Emma Podolsky--part of the mishpocha and a very dear friend of mine--posted this after our Shabbat, and I think they say it best:
“To every one of you sharing photos of swastikas without mentioning antisemitism-- I see you. To those who claim to be "protecting" vulnerable religious minorities without including jews-- I see you. To all who somehow see nothing happening to jewish populations across america-- I see you. When you selectively leave us out of your activism, you make your intentions abundantly clear. I am exhausted of having to justify Jewish suffering without so-called allies doing the labor of it for me. I am tired of being told by goys that the Holocaust is something white people "can empathize with" when white people have no empathy for us. I am generationally worn to the bone, and currently furious with the lack of support that seems to be repeating itself over and over again. Show up for us as we show up for you. Your antisemitism is showing.”

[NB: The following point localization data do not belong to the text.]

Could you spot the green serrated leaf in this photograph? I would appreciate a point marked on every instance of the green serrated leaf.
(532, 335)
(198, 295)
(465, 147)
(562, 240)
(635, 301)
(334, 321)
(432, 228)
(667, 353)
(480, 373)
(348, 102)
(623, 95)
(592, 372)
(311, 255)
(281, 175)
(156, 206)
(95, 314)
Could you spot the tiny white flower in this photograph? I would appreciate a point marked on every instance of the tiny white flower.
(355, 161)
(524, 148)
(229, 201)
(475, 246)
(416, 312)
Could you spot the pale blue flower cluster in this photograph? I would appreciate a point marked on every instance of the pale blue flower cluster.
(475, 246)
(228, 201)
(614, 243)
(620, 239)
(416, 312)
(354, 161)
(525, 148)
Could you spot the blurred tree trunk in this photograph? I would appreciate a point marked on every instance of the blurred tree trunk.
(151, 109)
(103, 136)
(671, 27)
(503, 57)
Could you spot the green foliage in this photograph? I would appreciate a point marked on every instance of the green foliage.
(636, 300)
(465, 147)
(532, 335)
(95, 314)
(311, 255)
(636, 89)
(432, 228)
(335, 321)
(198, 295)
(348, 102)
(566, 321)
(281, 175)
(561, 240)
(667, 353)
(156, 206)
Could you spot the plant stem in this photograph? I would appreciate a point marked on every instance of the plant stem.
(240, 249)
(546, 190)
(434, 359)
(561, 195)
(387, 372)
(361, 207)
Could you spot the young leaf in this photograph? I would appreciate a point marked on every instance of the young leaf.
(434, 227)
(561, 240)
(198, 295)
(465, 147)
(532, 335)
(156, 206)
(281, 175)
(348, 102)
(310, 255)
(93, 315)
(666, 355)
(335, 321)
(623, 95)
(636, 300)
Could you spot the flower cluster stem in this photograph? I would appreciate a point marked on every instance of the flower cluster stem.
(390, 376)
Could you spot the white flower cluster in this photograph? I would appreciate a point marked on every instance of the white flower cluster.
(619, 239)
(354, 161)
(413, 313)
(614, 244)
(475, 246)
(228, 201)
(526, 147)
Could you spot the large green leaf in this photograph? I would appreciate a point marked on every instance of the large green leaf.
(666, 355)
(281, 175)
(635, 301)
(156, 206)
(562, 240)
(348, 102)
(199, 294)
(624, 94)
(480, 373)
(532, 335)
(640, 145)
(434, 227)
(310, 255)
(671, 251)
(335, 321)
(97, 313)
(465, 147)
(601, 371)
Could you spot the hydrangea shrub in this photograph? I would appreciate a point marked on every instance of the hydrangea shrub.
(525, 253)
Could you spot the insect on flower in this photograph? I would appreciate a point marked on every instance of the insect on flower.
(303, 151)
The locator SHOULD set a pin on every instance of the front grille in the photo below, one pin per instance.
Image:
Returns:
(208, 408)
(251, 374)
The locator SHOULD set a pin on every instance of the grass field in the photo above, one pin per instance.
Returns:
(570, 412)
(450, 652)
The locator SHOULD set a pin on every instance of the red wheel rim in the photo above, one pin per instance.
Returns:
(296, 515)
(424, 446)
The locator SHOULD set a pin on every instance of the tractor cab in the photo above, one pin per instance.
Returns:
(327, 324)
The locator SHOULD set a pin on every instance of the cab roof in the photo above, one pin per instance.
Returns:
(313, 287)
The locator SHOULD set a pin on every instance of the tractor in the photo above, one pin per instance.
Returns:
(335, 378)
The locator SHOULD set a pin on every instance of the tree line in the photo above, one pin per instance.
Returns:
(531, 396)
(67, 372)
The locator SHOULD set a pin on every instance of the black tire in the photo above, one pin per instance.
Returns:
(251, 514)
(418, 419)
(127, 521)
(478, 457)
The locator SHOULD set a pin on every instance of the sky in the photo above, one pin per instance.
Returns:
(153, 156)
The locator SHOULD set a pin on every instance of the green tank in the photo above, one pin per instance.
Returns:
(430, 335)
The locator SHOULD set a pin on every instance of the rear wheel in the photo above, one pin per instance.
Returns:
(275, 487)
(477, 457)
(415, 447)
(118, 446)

This is dangerous for Jews, and therefore it is dangerous to anyone who isn’t the right kind of straight white Christian. So stop telling women and people of color and queer people and anyone who isn’t Christian to just “put aside your differences” and “learn to tolerate different opinions” and “work together” with a Trump presidency, and “don’t worry, he won’t really be able to do all that stuff.” Because my people are the canaries in this coal mine; we have been for so long, and for once, you need to take our advanced warnings seriously.